Meta-analysis is a statistical technique that allows to combine the results of two or more studies. Meta-analysis cannot exist without a systematic review of the literature. Reading and understanding a meta-analysis is much more complex than looking at the forest plot. A “check-list” for a correct reading and interpretation of these complex studies includes:

  • Accurate and precise literature review.

  • Precise definition of inclusion and exclusion criteria.

  • Description of retrieved studies with reasons for inclusion and/or exclusion.

  • Assessment of the study quality and the potential risk of bias.

  • Description of heterogeneity (clinical, methodological, and statistical).

  • Evaluation of the correct effect measure.

  • Assessment of statistical significance vs. clinical significance.

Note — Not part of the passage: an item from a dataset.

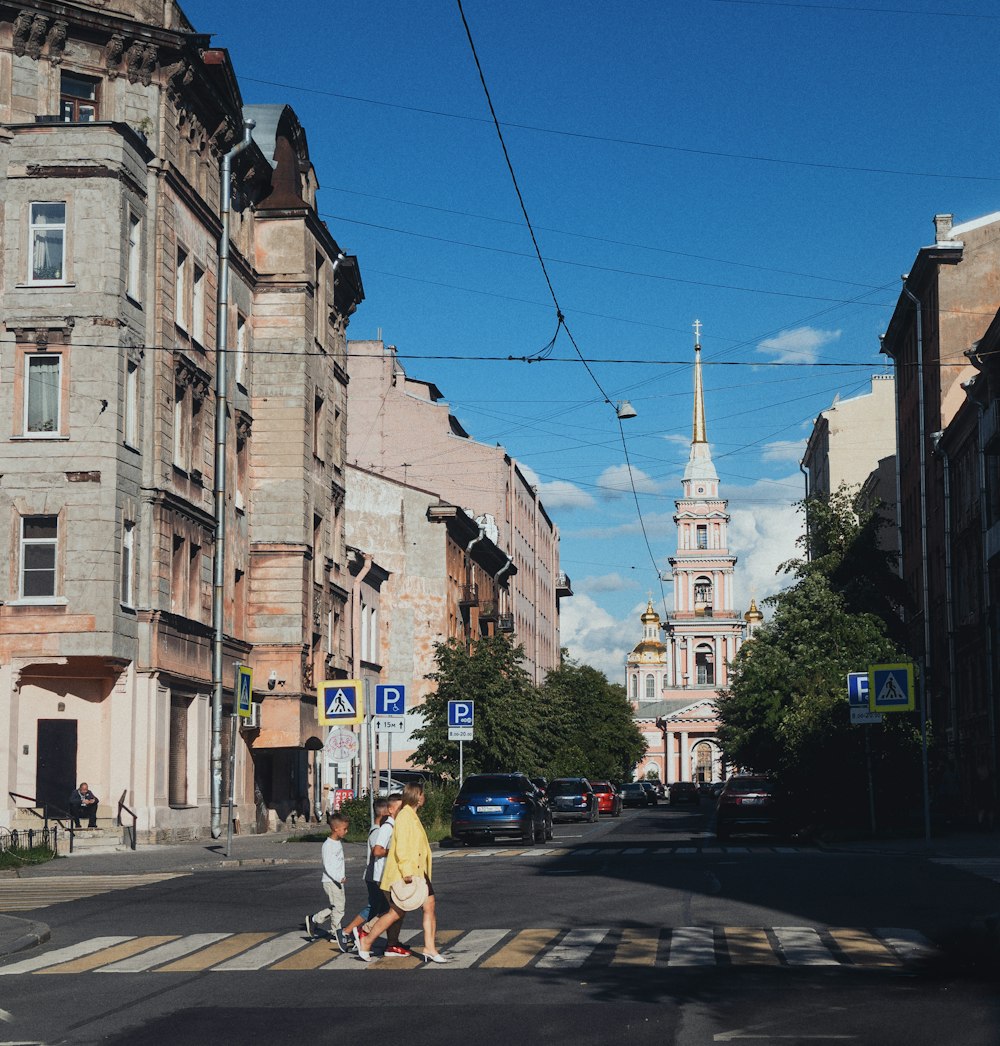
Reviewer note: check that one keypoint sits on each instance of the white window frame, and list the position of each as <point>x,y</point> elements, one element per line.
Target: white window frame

One of the commonest errors for the reader is to concentrate and give attention only to the forest plot drawing conclusions without critically reading the whole study. The robustness of the results should be accurately evaluated (with sensitivity analysis, for example). Even in case of statistically significant results (the diamond in the forest plot does not cross the no effect line), the presence of important heterogeneity could question the certainty of the results, and no definite conclusion can be reached. More specific and detailed description of the meta-analysis methodology can be found in the Cochrane handbook for systematic reviews and meta-analysis [1].